TY1 e il rap che non c’è più | Rolling Stone Italia
Dal produttore al consumatore

TY1 e il rap che non c’è più

Per arricchire 'Djungle', che è diventato 'Djungle Unchained', il produttore e dj ha chiamato soprattutto rapper giovani e di seconda generazione. «Oggi mancano fame di novità e capacità di rappare»

TY1 e il rap che non c’è più

TY1

Foto press

Per capire che direzione sta prendendo quell’onda sempre più grande che è il rap in Italia – tra Sanremo e Instagram, dischi di platino e sold out nei palazzetti – non c’è miglior occasione che fare due chiacchiere con uno dei dj e producer più stimati del rap game, DJ TY1 che torna con Djungle Unchained, versione pimpata con sette tracce inedite del precedente Djungle.
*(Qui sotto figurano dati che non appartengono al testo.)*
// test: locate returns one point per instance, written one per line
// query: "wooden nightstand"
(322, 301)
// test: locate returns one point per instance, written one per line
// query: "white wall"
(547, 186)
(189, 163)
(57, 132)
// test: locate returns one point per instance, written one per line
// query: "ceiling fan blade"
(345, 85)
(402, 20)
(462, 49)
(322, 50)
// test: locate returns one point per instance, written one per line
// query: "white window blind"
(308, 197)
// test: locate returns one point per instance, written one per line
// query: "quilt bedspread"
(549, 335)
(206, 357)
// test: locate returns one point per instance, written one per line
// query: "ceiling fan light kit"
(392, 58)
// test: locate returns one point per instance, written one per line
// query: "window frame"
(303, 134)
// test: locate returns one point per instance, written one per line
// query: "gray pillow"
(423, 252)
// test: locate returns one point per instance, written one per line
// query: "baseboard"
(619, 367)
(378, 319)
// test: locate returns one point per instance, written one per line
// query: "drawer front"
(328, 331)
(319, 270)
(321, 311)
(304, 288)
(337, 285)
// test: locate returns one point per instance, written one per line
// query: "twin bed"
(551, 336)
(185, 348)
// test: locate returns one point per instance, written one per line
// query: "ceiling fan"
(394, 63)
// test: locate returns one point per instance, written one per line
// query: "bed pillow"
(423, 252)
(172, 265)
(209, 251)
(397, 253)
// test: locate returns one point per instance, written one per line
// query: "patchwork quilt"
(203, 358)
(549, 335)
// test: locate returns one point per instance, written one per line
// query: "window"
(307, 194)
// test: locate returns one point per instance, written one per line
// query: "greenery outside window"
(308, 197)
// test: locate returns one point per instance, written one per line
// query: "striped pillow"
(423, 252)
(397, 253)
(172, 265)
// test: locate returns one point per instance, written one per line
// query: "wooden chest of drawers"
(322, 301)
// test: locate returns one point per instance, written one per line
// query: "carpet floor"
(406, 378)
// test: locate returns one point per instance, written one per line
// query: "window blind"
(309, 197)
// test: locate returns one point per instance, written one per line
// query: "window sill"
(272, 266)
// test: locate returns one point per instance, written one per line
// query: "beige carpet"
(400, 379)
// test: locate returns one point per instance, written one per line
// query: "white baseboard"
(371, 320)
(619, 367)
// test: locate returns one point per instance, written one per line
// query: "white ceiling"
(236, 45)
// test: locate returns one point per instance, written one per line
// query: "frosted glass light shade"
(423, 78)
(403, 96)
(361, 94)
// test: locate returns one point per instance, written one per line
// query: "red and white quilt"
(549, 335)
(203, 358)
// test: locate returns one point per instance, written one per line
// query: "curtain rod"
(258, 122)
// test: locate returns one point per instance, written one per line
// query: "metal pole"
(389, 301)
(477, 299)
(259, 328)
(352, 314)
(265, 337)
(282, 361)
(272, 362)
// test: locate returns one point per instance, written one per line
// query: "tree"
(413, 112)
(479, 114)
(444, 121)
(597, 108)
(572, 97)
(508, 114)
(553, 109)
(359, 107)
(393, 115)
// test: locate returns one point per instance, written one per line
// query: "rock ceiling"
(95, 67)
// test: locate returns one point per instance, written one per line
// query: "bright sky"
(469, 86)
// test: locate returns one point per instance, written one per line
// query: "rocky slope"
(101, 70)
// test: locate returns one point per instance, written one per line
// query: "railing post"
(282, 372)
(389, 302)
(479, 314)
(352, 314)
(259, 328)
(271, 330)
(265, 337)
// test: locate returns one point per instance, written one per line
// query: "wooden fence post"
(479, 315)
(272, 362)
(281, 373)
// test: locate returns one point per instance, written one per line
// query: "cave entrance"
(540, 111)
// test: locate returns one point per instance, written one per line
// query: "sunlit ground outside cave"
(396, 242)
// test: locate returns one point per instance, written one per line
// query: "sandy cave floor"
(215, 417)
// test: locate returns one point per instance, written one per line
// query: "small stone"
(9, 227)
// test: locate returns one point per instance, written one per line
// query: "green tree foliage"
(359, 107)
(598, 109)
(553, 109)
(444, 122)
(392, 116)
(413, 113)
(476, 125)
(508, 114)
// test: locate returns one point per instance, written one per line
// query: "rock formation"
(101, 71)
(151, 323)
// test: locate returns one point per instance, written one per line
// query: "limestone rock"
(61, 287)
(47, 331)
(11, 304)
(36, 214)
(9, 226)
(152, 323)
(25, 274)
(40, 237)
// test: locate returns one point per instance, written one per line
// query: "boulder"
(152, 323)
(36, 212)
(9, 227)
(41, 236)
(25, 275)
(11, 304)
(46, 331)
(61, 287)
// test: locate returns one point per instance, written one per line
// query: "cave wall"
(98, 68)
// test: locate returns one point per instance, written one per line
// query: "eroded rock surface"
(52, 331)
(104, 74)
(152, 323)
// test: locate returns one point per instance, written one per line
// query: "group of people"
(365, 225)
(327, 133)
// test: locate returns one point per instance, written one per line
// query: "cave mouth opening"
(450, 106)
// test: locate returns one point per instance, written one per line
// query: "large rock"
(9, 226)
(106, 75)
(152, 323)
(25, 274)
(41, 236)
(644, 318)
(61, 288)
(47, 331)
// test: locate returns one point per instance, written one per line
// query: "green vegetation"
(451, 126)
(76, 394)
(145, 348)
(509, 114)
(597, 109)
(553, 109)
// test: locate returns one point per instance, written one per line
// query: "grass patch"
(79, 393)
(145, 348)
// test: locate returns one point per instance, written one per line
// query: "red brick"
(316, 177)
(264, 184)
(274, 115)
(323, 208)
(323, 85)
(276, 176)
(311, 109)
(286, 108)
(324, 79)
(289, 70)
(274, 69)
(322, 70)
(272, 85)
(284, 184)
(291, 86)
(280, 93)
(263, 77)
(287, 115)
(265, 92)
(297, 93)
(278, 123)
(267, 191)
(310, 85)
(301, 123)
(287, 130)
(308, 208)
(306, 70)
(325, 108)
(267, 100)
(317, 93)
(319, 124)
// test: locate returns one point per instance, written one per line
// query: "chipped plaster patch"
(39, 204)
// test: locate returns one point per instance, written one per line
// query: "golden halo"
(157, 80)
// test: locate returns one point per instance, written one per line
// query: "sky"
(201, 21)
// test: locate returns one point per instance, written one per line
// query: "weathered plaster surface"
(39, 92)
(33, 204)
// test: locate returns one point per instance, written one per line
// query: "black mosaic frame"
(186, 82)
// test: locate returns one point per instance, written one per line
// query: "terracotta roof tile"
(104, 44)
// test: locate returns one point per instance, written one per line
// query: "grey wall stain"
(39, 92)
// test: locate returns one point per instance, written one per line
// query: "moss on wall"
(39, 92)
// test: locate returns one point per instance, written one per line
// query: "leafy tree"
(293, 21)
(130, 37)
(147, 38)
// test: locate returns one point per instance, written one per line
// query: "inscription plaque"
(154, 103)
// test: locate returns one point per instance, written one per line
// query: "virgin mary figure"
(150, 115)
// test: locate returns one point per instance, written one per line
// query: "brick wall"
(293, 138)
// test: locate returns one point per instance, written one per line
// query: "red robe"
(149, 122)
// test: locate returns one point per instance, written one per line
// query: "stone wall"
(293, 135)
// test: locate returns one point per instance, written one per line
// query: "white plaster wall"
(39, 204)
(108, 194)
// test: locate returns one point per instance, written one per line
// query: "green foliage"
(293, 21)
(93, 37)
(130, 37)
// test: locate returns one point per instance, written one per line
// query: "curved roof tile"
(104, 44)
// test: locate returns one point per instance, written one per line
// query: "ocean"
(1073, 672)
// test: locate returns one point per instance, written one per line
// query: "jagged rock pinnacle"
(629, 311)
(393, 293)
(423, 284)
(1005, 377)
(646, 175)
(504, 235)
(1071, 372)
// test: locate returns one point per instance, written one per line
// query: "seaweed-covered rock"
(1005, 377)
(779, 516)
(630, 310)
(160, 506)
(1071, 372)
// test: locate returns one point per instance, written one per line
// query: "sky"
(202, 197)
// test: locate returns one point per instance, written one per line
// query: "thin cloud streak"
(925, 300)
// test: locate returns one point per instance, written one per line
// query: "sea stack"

Tracce su cui rappano big e “nuove proposte”, da Guè e Coez fino agli emergenti Touché, 8blevrai, Delé ed Epoque, giovanissimi – cercherò di farglielo notare, ma hanno metà degli anni di TY1 che è del ’79 – e seconde generazioni, come la nazionale francese degli ultimi mondiali. Già, perché oggi un producer alle prese con un disco zeppo di voci è un po’ come un mister che cerca l’equilibrio tattico giusto tra il talento dei singoli e il mood di suono dell’album. Quindi eccoci con il mister TY1

Hai scelto di collaborare con nomi emergenti e giovani come Touché, 8blevrai, Delé ed Epoque. Lavorando insieme che tipo di scambio hai avuto con loro?
Già il fatto di unire rapper che prima non si conoscevano tra loro è uno stimolo che può anche dar vita a delle amicizie artistiche importanti come quella che ho fatto nascere in precedenza tra Neffa e Coez.
Con i più giovani la vera differenza è che si lavora in modo molto veloce, scrivono il pezzo in mezz’ora e allora magari mi permetto di dirgli di riascoltarla, di lavorarci con più calma. Loro hanno fame, vogliono scrivere cinquanta pezzi al giorno ma il mio consiglio è di lavorare sulla qualità e non sulla quantità. Quando lavoriamo insieme mi mandano delle reference musicali per il pezzo, io le accolgo e poi gliele stravolgo col mio stile. Così li porto nel mio sound facendoli sentire a loro agio, magari usando un campione indiano in cui si sarebbero mai imbattuti da soli.

Come hai scelto i nomi?
Li scelgo perché hanno un loro stile. Quando ho sentito per la prima volta Marracash in Popolare, mi flashò lo slang, il modo di girare le rime, il flow, era unico, e così oggi due come Kid Yugi e Nerissima Serpe mi colpiscono perché sono originali, diversi da tutto il resto. Tranne Delé e Epoque, che ho scelto per confrontarmi con le sonorità afro più nuove, tutti gli altri li ho chiamati perché rappano e non è facile oggi che tutti vogliono fare la drill o la trap trovare ragazzi che sappiano davvero fare rap. E in modo innovativo.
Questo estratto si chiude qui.